Excerpt. © Reprinted by permission. All rights reserved.:
Giordana

I

At last, they were arriving in the land of normalcy: streetlamps,
parked cars, and hedges. And there was Alek, holding a full
glass of milk and spinning circles in the middle of a moonlit
lawn.

Giordana had to at least be thankful her mother wasn’t
checking them into a motel this time.

The blue hatchback swerved into the driveway, messing up
the gravel and ending Alek’s little dream. A pile of clothes and
books that had divided the backseat between Giordana and
her brother Ben finally fell across her lap.

She watched Alek run across the grass, up the front steps,
call inside, then race to the head of the driveway. Gleeful in
their headlights, he hopped up and down in a welcome dance,
miraculously never spilling the milk. He waved the glass over
his head, toasting their arrival.

Over the sound of her mother’s last-minute instructions
and her brother’s resolute humming to his headphones, Giordana
heard Alek call out, “Greetings, cousins!” He would make
this bearable. His Superman underpants stuck out from his
jeans. “They’re here!” he shouted at the house.

Giordana unpacked herself from the clothing and sheets
and kitchen crap that jammed the car to capacity, and climbed
out into the still, chirping, suburban air. When he was good
and ready, Ben got out too. They watched their mother paw
through the junk to see what she wanted to bring inside first.

Giordana collected the facts. One: Her parents had had
an argument. A shocker. Two: Once again, Dad was left in a
cramped apartment on a street with trucks rolling by in the
morning and rats creeping by at night. Three: The plan was that
the family, minus Dad, was going to camp out at Aunt Natalie’s
till it all went away. Right. Giordana stayed close to the car.

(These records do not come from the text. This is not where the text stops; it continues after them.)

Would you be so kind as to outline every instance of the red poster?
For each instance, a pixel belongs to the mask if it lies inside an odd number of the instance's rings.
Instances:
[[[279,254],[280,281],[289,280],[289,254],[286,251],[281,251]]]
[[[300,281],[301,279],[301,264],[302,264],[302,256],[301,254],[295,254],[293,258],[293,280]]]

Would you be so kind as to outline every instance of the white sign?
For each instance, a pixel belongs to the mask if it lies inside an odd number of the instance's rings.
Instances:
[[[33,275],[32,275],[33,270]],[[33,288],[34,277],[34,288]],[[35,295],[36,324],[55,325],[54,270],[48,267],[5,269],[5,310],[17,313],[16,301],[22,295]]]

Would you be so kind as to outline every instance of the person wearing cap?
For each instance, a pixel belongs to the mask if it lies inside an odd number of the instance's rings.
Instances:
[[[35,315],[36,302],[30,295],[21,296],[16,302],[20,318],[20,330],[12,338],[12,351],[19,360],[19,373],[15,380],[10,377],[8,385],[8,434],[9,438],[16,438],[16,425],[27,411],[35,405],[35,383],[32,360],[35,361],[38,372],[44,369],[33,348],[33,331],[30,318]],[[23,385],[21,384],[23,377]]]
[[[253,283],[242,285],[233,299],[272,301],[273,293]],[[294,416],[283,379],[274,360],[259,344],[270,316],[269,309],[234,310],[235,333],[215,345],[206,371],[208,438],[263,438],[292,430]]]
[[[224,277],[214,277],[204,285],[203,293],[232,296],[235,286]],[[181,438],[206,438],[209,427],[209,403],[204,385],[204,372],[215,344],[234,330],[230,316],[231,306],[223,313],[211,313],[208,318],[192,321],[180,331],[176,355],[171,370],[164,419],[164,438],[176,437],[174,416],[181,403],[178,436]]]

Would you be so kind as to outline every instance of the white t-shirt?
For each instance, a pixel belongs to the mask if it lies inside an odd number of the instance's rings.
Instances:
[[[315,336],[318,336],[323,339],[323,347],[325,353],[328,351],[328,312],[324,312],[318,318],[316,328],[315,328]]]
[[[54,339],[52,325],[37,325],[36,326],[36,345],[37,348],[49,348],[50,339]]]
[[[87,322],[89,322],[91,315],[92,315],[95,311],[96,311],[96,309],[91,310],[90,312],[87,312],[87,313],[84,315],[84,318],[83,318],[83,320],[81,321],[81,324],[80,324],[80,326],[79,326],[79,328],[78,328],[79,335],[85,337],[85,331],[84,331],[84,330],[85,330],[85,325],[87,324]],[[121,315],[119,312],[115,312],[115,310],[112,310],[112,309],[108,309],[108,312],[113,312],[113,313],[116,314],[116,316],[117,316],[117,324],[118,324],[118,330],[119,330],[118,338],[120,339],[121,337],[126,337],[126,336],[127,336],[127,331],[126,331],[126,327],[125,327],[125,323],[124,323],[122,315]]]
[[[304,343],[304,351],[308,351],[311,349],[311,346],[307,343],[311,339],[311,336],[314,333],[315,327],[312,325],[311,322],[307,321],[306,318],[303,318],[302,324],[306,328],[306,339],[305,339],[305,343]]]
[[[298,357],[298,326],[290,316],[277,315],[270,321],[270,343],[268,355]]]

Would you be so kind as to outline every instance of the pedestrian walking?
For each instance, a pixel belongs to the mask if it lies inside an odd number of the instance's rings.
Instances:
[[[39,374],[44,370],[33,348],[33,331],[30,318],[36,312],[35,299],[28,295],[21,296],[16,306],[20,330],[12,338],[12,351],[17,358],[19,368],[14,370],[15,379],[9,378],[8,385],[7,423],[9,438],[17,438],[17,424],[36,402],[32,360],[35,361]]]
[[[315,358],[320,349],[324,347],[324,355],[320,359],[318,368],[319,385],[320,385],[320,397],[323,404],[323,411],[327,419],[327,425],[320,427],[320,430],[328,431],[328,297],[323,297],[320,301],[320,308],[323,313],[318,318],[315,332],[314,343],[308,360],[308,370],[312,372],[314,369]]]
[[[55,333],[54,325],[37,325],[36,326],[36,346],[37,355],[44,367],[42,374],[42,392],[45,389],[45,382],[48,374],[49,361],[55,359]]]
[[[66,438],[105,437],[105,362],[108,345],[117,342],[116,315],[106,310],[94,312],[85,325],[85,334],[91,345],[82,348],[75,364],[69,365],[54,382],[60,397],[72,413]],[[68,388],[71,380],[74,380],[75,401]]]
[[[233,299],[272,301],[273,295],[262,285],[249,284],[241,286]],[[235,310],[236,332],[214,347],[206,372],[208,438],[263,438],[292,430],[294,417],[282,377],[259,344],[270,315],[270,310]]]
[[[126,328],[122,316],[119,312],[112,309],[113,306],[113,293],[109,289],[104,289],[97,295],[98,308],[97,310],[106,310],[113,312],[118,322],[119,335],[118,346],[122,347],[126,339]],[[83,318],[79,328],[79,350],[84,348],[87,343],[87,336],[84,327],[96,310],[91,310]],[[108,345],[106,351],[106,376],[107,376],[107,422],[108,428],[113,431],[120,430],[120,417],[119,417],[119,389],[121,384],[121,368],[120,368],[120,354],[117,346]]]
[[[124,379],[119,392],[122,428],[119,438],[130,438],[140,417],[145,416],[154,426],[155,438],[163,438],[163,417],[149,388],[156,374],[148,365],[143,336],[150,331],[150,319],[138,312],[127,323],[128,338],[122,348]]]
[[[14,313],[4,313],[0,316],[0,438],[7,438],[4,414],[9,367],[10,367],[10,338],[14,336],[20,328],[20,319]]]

Aunt Natalie’s was the kind of house you would draw with
a crayon if you had just learned squares and triangles. It would
be home for the next week or two.

Ben was yawning as if nothing mattered. Since he’d turned
seventeen and started staying out all night, she knew that if
she didn’t watch him every minute he could walk off and start
living his life without them. A mere twenty months younger,
she wasn’t going to let herself be left behind. But anything was
possible. After all, a woman had written a note to her husband
and driven away with their kids. Tomorrow, Ben might decide
it was his turn to make a sudden exit. Their mother might decide
she didn’t want to be a mother anymore. Anyone could
leave anyone. Giordana couldn’t think about it.

Aunt Natalie and Uncle Peter finally came out to the front
step and beckoned them toward the front door.

Peter called, “You can unpack later. Come.”

Giordana gave Ben’s hair a tug to mobilize him. He said,
“Ow,” loudly enough to draw attention to her, but she didn’t
care because she was the one being mature, trying to get him
inside. Each of them was loaded up with a duffel bag and a
pillow and pushed toward the house.

The better memories of her father, which seemed to be taking
up space in exactly nobody’s mind but hers, would have to
be put on ice for a while. Going up and saying hello was what
the situation demanded. Giordana dragged Ben along.

Giordana’s mother had a successful double in life and it
was Aunt Natalie. She was even more serene tonight than ever,
as if she fed off her sister’s disasters. She was all mellowness,
wearing tan pants and an unwrinkled olive shirt, like she had
been at the piano practicing Bach when they drove up. Beside
her on the bench would have been chamomile tea in a flowered
cup. Always just so. Natalie stood on the threshold and spread
her arms wide for a hug.

“Oh Ruth,” she said, pulling the three of them into the hall.
“I am sorry. It’s rotten.”

“It is. It really is,” Giordana’s mother said, stroking her
children with pity that she mainly had for herself.

Uncle Peter provided the male version of the same warm
hug, patting everyone’s back once or twice. He said, “You know
you’re free to stay as long as you need, if not longer.”

For most of the three-hour runaway drive, Giordana had
begged her mother to turn back. Now, she was glad they were
all crushed together under the hallway light.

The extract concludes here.